Some key areas in which a writer can demonstrate his/her value to an editor:

DEADLINES: If an editor knows they can rely on you (and again, even have it in early) you’ll get work.

EASE: Do you require a lot of editing? Do I have to remind you deadlines are coming up? Are you going to leave me waiting around the office at 7 p.m. when you promised I’d have it by 4?

ACCESS: Depending on the subject. There’s a guy who’s a huge pain in the neck to edit, but he gets great subjects to interview so I can never really cut ties. He’s not even a good interviewer, but he’s the one who’s going to get me subjects I can’t on my own. Or bring me story ideas I haven’t heard anywhere else yet.

To use a negative example: I just had a PR person call me at my desk (which I hate because even if it’s useful to me it’s a guaranteed two-to-ten minutes when I could glean all the info from an email in under 30 seconds) and go on and on and on about this thing she was pitching. And it’s like, “Lady…I don’t care. You called me. You wanted me to care. So make me care.” Even if I was intrigued I’d say “Great, send me the details in an email” because unless it’s a drop-everything opportunity, I guarantee I’m in the middle of something else when you call and I need to stay in that zone. And if I’m not intrigued I’ll still say “Okay, send me the details in an e-mail” just to get them off the phone.

Most freelancers are either artisans or factories. Artisans tailor their work to the site and usually rise up pretty fast. Editors want to get them before they’re out of reach with someone else who has more budget. Factories work for everybody and they’re not really writers. They excel at the side of the job that’s making contacts with publicists, sending out a vast flood of pitches to multiple sites. Then they just hammer out the product. They’re not worried about how it looks, they’re not worried about site voice.

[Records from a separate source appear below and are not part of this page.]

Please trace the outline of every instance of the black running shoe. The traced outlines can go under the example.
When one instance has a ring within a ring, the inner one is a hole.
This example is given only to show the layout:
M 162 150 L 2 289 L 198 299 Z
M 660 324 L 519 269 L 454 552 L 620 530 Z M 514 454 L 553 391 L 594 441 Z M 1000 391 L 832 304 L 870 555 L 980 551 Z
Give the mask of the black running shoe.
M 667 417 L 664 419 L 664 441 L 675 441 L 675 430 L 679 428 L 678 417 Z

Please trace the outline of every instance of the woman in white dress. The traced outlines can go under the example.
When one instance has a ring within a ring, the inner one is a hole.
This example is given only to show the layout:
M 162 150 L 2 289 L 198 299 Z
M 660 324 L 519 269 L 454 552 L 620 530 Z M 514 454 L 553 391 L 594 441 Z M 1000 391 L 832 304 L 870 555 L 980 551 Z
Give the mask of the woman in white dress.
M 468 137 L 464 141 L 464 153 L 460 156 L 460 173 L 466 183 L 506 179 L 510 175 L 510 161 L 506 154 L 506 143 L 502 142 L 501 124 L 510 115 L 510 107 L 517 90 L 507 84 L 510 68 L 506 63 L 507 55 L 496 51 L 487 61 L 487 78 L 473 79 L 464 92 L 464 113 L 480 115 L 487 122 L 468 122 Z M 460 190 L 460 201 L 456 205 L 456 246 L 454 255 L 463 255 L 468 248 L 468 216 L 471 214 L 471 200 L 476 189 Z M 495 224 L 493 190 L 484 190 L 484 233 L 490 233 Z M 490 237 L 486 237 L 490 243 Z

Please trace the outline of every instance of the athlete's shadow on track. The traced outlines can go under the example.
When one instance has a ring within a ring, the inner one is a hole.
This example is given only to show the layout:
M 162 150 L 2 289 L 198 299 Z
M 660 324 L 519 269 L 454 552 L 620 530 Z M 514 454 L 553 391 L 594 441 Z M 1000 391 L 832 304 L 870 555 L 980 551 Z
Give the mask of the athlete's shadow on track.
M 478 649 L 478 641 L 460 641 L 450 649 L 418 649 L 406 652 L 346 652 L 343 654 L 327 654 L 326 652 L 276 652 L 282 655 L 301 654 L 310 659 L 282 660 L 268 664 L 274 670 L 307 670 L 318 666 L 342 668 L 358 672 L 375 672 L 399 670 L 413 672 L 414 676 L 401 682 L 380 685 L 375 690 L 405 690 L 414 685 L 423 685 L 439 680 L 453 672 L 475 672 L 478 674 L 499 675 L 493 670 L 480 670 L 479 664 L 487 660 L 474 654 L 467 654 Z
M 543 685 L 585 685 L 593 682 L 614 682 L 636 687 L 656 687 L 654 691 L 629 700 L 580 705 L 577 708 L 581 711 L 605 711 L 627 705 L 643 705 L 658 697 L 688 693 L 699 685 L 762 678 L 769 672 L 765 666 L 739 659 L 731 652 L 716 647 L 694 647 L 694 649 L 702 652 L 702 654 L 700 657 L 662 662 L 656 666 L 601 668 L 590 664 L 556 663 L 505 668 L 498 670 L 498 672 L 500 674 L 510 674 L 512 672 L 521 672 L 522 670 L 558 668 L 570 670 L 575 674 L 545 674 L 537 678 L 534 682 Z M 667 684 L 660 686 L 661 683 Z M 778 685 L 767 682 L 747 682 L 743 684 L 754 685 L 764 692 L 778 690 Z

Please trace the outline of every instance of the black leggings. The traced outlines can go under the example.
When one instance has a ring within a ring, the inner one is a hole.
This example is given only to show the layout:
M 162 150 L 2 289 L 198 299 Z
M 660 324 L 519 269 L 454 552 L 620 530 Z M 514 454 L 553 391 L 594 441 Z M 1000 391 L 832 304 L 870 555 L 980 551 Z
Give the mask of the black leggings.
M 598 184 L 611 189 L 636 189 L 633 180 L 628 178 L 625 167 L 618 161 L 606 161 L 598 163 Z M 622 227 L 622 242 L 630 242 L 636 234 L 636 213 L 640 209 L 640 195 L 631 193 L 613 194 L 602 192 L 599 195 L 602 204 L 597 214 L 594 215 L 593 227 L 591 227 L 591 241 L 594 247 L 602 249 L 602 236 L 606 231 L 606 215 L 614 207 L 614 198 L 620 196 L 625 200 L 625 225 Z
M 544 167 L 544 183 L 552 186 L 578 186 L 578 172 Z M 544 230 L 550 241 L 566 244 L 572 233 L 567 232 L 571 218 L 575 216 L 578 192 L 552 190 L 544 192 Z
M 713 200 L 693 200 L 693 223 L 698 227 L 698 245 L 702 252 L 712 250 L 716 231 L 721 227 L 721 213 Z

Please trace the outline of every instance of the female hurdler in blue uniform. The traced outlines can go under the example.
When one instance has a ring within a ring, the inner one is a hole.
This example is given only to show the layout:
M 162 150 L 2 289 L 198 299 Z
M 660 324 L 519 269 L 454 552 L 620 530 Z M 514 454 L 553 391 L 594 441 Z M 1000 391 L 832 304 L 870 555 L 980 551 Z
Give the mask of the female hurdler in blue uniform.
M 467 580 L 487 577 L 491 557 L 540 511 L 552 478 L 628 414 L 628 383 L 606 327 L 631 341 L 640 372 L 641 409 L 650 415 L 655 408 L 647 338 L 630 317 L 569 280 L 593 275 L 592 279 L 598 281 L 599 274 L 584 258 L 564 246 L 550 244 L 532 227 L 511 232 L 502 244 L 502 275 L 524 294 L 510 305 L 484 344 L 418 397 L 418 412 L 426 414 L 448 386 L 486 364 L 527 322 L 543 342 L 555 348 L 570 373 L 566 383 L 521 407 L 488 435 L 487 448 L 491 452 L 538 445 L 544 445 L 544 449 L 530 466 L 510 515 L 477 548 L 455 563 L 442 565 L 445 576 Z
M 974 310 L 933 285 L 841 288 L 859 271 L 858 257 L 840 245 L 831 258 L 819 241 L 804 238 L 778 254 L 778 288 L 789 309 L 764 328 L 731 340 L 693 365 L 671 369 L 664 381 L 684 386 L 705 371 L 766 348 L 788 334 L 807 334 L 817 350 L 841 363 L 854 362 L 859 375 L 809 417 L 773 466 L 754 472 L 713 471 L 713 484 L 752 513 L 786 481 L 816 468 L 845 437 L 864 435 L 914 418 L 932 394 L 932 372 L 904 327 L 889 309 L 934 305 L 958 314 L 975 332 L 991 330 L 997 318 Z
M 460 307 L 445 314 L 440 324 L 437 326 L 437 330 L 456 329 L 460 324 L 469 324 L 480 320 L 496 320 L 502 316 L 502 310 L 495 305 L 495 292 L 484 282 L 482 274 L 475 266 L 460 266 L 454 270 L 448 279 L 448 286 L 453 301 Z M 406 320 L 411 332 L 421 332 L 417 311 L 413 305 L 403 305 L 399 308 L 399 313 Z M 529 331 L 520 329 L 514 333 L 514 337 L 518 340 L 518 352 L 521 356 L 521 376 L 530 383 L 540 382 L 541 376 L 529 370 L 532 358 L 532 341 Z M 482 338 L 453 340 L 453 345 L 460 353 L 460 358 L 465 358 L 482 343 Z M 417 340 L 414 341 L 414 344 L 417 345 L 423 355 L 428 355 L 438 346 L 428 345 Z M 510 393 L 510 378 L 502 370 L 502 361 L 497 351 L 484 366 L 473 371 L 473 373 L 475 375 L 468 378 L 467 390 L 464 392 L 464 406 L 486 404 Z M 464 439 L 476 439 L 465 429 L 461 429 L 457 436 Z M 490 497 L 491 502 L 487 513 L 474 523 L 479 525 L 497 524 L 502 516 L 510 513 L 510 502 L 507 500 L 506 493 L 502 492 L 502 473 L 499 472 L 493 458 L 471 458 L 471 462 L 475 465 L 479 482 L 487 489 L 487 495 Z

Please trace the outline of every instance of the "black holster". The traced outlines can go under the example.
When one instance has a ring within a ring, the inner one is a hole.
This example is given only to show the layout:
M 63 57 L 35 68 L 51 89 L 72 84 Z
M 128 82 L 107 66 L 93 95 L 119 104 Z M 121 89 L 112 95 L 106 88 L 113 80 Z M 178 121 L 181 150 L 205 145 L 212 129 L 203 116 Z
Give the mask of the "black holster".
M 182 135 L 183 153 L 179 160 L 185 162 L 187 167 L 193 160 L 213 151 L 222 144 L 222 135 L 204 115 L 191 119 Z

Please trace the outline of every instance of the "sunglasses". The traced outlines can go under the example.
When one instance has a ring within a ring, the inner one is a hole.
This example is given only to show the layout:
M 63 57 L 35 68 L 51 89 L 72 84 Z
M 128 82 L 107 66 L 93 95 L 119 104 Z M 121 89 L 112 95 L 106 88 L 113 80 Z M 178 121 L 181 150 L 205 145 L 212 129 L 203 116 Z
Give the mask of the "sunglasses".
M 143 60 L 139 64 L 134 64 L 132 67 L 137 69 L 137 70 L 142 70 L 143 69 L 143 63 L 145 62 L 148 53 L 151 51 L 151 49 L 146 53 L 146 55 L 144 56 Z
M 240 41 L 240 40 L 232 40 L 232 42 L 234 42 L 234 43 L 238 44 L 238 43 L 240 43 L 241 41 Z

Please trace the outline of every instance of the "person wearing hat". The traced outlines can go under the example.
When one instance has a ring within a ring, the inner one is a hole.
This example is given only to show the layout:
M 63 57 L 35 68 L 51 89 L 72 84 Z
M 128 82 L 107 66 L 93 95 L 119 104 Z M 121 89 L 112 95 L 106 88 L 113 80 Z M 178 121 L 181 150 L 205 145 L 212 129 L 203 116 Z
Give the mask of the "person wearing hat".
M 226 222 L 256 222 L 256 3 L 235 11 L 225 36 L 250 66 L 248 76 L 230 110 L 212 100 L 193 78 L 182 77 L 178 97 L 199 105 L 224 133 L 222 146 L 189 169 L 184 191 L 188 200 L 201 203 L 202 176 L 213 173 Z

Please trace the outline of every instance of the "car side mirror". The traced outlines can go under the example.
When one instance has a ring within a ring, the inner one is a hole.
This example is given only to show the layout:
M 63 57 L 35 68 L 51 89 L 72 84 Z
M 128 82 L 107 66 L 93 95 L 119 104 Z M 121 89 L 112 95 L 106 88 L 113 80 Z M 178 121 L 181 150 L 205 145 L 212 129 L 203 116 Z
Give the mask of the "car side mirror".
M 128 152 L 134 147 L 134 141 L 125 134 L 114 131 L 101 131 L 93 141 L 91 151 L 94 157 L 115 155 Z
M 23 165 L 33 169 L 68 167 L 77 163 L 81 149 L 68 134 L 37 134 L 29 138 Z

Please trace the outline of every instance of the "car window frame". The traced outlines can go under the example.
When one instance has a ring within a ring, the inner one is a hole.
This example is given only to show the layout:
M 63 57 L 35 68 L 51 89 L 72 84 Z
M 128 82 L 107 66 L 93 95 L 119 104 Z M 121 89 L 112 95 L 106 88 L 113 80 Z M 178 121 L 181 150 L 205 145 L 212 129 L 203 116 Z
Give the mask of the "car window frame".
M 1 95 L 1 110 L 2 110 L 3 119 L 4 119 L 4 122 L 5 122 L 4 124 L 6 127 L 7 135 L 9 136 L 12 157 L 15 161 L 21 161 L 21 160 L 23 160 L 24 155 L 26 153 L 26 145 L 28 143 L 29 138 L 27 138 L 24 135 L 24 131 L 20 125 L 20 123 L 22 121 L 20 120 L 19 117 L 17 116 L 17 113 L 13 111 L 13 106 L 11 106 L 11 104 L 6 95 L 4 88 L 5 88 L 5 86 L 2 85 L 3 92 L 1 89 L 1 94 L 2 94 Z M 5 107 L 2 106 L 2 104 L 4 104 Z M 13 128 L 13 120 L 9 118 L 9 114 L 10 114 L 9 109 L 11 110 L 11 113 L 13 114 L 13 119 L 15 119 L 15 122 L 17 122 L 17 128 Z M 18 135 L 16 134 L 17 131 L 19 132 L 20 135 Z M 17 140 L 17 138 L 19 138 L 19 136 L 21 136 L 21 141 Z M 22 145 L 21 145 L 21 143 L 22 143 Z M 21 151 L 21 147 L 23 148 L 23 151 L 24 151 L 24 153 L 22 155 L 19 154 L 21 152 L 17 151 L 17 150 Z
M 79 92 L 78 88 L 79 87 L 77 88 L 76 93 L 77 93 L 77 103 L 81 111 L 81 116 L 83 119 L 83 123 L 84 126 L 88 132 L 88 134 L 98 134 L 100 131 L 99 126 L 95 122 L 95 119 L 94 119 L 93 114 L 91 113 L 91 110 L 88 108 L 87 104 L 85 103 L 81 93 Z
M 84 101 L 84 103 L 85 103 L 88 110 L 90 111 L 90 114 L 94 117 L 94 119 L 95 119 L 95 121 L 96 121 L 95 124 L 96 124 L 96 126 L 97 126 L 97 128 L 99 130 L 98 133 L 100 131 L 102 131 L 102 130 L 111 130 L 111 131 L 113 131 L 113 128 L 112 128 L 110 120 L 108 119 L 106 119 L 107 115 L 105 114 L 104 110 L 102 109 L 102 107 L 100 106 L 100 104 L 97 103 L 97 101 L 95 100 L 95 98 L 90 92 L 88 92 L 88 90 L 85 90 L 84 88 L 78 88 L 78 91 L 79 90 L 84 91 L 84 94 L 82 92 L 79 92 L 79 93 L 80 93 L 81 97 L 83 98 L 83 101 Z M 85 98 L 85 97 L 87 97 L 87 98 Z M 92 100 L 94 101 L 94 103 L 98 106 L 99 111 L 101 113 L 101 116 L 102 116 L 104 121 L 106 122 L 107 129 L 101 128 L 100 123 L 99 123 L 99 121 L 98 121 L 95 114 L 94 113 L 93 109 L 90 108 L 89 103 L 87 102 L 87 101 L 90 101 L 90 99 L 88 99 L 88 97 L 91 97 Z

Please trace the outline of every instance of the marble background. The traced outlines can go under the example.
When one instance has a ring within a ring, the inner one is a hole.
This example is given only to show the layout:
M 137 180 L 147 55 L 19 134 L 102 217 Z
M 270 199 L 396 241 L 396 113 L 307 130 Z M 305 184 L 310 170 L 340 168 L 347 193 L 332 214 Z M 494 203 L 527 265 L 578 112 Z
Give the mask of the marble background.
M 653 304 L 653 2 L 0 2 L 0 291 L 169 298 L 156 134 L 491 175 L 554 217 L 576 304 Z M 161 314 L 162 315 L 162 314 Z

Writing’s the fastest part of their job. They’re never very smart. They’re just very determined. They ALWAYS *@^(ing argue with me when I reject a pitch, telling me why it would be a good idea and I should reconsider.

They have their relative worth, but in the long term I hate working with them. They always take more editing, and only half of them submit their work by deadline. They’re often sketchy and try to see what they can get away with. I had one who listed herself as one of our writers on her site and all her social media for months and months despite never selling me on a pitch. When she finally did sell me on one, she double-sold the article to another site than acted like she had no idea it would be a problem, although she might not have been acting because I guarantee she never read any of the documentation I sent her saying she couldn’t do that.

Don’t be a factory. Factories are people who write. Artisans are writers.

Editors can tell which one you’ll be almost out of the gate. When a new writer emails me I have different responses based on how much I actually want to take someone up on their inquiry of work, although I don’t reject anybody out of hand because I could be wrong. But you don’t want an editor thinking “Is this guy going to be more trouble than he’s worth?” You want them to feel like they’ve found a diamond mine nobody else knows about yet.

Read ClientsfromHell for a laugh and memorize the common problems you’ll encounter. Thankfully there’s less of it in the world of NYC’s corporate-backed blogging. But still.